In summary, using the reduction formula and repeatedly applying it, we can prove that for even powers of sine, the integral from 0 to pi/2 is equal to the product of odd numbers over the product of even numbers, multiplied by pi/2.
  • #1
DivGradCurl
372
0
Prove that, for even powers of sine,

[tex]\int _0 ^{\pi /2} \sin ^{2n} x \: dx = \frac{1\cdot 3\cdot 5\cdot \cdots \cdot (2n-1)}{2\cdot 4\cdot 6\cdot \cdots \cdot 2n} \frac{\pi}{2}[/tex]

Here's what I've got:

The reduction formula

[tex]\int \sin ^n x \: dx = -\frac{1}{n}\cos x \sin ^{n-1} x + \frac{n-1}{n}\int \sin ^{n-2} x \: dx \qquad n \geq 2 \mbox{ is an integer}[/tex]

allows us to obtain

[tex]\int _0 ^{\pi /2} \sin ^{2n} x \: dx = \left. -\frac{1}{2n} \cos x \sin ^{2n-1} x \right] _0 ^{\pi /2} + \frac{2n-1}{2n} \int _0 ^{\pi /2} \sin ^{2n-2} x \: dx[/tex]

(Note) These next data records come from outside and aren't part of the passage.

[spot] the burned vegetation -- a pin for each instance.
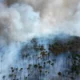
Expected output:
(44, 58)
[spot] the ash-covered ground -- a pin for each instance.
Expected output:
(45, 59)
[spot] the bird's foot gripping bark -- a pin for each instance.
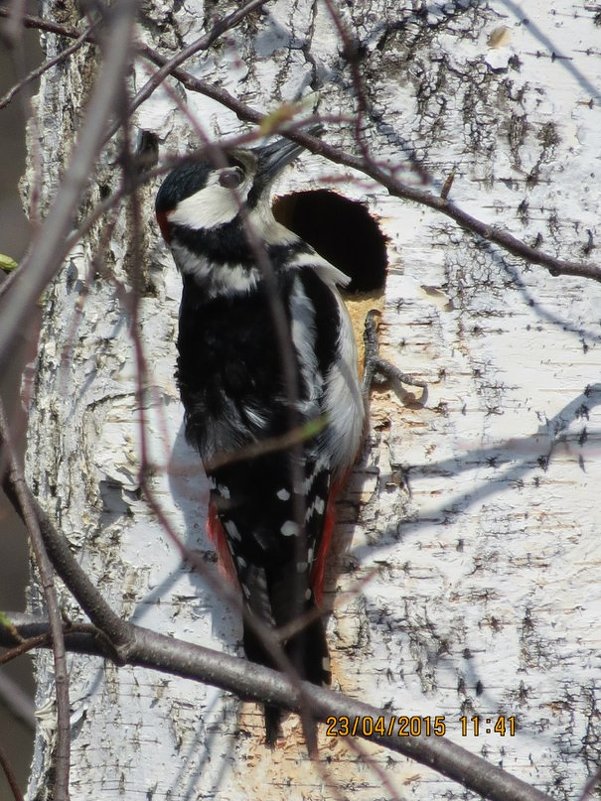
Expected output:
(378, 371)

[tex]\int _0 ^{\pi /2} \sin ^{2n} x \: dx = \frac{2n-1}{2n} \int _0 ^{\pi /2} \sin ^{2n-2} x \: dx[/tex]

[tex]\int _0 ^{\pi /2} \sin ^{2n-2} x \: dx = \frac{2n-3}{2n-2} \int _0 ^{\pi /2} \sin ^{2n-4} x \: dx [/tex]

[tex]\int _0 ^{\pi /2} \sin ^{2n-4} x \: dx = \frac{2n-5}{2n-4} \int _0 ^{\pi /2} \sin ^{2n-6} x \: dx [/tex]

Hence, we can deduce that

[tex]\int _0 ^{\pi /2} \sin ^{2n} x \: dx = \frac{(2n-1)\cdot (2n-3)\cdot (2n-5)\cdot \cdots \cdot 5\cdot 3\cdot 1}{2n \cdot (2n-2)\cdot (2n-4)\cdot \cdots 6 \cdot 4\cdot 2}[/tex]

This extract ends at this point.